細細思考,作為廠區裡唯一不被規則覆蓋的地方,一直被監控密切監視著是正常的,如果沒有監控反倒是不正常了。

齊山仁在窗邊站了足有十分鐘,終於冷靜下來。

以前他不是沒看過許知言的直播,但那時候看到江槐鷓等人堅定執行任務,他還羨慕這幾人能抱到如此有錢的大腿,現在看來,全心全意的信任,並不是所有人都能做到的。
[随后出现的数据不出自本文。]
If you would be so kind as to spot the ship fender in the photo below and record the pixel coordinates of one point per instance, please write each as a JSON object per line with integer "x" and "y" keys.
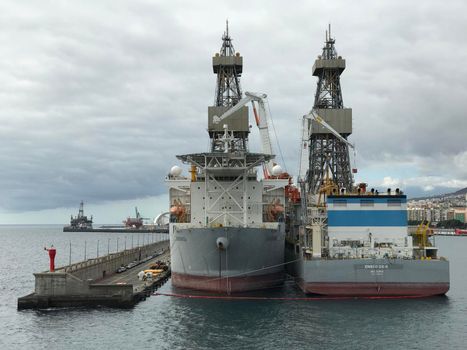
{"x": 222, "y": 243}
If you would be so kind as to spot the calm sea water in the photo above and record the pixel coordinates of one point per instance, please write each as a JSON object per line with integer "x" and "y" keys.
{"x": 169, "y": 323}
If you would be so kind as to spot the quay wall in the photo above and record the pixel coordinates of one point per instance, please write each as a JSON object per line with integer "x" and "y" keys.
{"x": 99, "y": 268}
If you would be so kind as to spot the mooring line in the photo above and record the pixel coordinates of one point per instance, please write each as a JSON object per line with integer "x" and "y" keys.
{"x": 244, "y": 298}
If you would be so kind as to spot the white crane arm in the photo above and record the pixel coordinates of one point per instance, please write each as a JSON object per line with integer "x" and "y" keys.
{"x": 312, "y": 115}
{"x": 250, "y": 96}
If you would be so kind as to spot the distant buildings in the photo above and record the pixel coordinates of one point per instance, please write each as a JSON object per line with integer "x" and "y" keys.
{"x": 436, "y": 209}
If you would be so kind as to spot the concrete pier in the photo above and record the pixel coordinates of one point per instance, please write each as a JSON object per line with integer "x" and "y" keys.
{"x": 94, "y": 282}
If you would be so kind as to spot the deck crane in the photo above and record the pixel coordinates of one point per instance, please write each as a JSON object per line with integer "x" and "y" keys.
{"x": 261, "y": 119}
{"x": 271, "y": 171}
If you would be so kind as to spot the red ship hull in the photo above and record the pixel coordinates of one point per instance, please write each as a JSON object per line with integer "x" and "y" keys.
{"x": 375, "y": 289}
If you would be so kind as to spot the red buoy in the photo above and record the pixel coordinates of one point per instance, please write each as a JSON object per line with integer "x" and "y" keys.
{"x": 52, "y": 252}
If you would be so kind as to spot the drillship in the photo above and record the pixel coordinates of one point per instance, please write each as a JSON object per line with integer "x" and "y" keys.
{"x": 227, "y": 228}
{"x": 79, "y": 222}
{"x": 342, "y": 239}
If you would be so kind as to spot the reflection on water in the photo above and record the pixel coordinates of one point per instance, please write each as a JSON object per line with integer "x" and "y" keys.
{"x": 172, "y": 323}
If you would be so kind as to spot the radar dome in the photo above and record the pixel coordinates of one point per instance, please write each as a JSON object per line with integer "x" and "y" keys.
{"x": 276, "y": 170}
{"x": 175, "y": 170}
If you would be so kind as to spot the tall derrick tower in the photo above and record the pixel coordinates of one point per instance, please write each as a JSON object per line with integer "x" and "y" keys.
{"x": 328, "y": 156}
{"x": 228, "y": 65}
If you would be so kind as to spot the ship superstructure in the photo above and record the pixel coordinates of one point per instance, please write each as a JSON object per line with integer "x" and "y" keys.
{"x": 226, "y": 226}
{"x": 344, "y": 239}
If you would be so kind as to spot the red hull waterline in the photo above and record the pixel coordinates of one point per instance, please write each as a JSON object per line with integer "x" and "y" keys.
{"x": 375, "y": 289}
{"x": 227, "y": 285}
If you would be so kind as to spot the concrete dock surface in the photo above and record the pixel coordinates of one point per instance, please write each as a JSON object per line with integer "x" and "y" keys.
{"x": 95, "y": 282}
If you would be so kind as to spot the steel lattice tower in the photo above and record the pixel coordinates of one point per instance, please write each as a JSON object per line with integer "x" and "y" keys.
{"x": 228, "y": 66}
{"x": 328, "y": 155}
{"x": 228, "y": 91}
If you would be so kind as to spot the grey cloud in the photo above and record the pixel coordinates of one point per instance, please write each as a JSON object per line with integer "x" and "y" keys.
{"x": 97, "y": 98}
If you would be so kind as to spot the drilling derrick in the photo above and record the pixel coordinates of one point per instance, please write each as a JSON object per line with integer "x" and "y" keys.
{"x": 228, "y": 66}
{"x": 329, "y": 156}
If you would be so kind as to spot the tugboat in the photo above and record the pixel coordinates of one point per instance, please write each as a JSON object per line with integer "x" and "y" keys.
{"x": 79, "y": 222}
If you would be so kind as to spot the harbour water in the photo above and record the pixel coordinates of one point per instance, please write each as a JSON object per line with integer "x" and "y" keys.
{"x": 163, "y": 322}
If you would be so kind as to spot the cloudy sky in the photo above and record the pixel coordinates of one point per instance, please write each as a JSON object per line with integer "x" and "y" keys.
{"x": 97, "y": 97}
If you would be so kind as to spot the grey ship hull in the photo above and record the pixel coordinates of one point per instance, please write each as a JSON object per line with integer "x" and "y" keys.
{"x": 252, "y": 260}
{"x": 371, "y": 277}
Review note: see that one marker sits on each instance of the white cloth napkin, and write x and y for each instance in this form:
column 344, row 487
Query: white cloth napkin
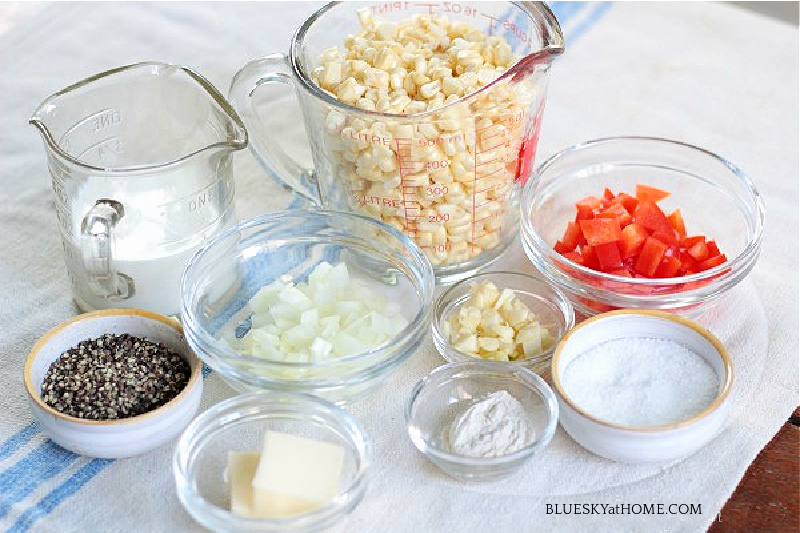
column 707, row 74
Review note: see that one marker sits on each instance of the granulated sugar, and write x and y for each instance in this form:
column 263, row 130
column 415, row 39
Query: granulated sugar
column 641, row 381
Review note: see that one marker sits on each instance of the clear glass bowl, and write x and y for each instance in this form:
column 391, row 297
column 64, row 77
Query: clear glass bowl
column 238, row 424
column 224, row 275
column 440, row 397
column 716, row 199
column 549, row 304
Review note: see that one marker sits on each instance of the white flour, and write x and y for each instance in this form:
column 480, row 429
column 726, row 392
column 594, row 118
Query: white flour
column 493, row 426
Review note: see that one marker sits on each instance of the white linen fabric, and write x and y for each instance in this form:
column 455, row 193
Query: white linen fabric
column 704, row 73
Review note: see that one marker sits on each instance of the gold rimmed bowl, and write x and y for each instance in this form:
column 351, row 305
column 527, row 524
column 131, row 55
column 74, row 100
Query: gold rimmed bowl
column 643, row 444
column 124, row 437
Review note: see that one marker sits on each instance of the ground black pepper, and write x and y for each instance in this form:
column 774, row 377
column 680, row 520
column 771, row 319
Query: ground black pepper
column 114, row 376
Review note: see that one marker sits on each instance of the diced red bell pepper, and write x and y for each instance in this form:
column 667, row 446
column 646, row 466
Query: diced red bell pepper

像是下了某種決心一樣,齊山仁將眼鏡收了起來,轉頭對著許知言輕輕頷首。

他也要成為能夠讓許老板信任的玩家!

“廠長來了,不過他好像受傷了,是坐在輪椅上被推來的,整個人狀態看起來不太好,頭發都沒多少了。”他學著其他人的樣子彙報起信息。

“……”

許知言懵了。

等等,他隻不過是想讓客戶安靜一點,這貨怎麼把他的道具都昧下了?

許知言罕有地露出懵逼表情,直播間觀眾笑的很大聲。

【哈哈哈哈哈哈齊山仁你小子深藏不露啊!】

【笑死我了你們看小百萬的表情哈哈哈哈人都麻了。】

【要不是知道齊山仁的為人,我都要以為他是演的了!】

【救命哈哈哈哈,他把道具揣兜裡之後還一本正經的看了小百萬哈哈哈哈】

【小雜魚恐成第一個坑到小百萬道具的玩家哈哈哈】

【這眼鏡是安全屋的道具,不便宜,打完折還要兩萬多。】

許知言想把眼鏡要回來,但不知道是運氣太差還是太好,他還沒站起來,就聽到身側傳來了細微的動靜。

“誰!”

齊山仁率先開口,皺眉盯著出聲音的方向。

片刻過去,雜亂物品後,一扇小門逐漸顯現出輪廓。

一個女人推開窄門從裡麵鑽出來望向室內兩人,她穿著紅裙,一頭烏發盤在腦後,高挺的鼻梁與湛藍的眼珠預示著她混血的身份——是利爾小姐。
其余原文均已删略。